Erschienen in Gazette Schöneberg & Friedenau November 2017
Bereits im Jahr 2002 bemalte die afrikanische Künstlerin für das „United-Buddy-Bears“-Projekt von Eva und Klaus Herlitz den Rohling eines zwei Meter großen Buddy-Bären. Er konnte stellvertretend für den afrikanischen Kontinent unter dem Namen „Eying“ = „das Leben“ als harmoniespendendes Symbol mit Motiven, die für den rituellen Initationstanz Gabuns stehen, und als ausgezeichnetes Kunstwerk in die Kette der weltweit für eine bessere Völkerverständigung werbenden Bären eingegliedert werden.
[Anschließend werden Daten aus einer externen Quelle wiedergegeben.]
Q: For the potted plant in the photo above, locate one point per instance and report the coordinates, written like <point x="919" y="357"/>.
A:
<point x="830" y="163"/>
15 Jahre später steht die als Bildhauerin und Malerin weltweit anerkannte Künstlerin Michelle Nze, die sich als Diplomatin im Dienst von Kunst, Kultur und Völkerverständigung bezeichnet, nun vor einem weiteren Bären-Rohling, um ihm mit dem Pinsel Symbolkraft einzuhauchen. Unter dem Namen „Mvet“ wird das Kunstwerk im Buddy-Bär-Kreis dann ab dem 1. Dezember auf dem Charlottenburger Walter-Benjamin-Platz für ein freieres, friedlicheres und hoffnungsvolles Gabun stehen.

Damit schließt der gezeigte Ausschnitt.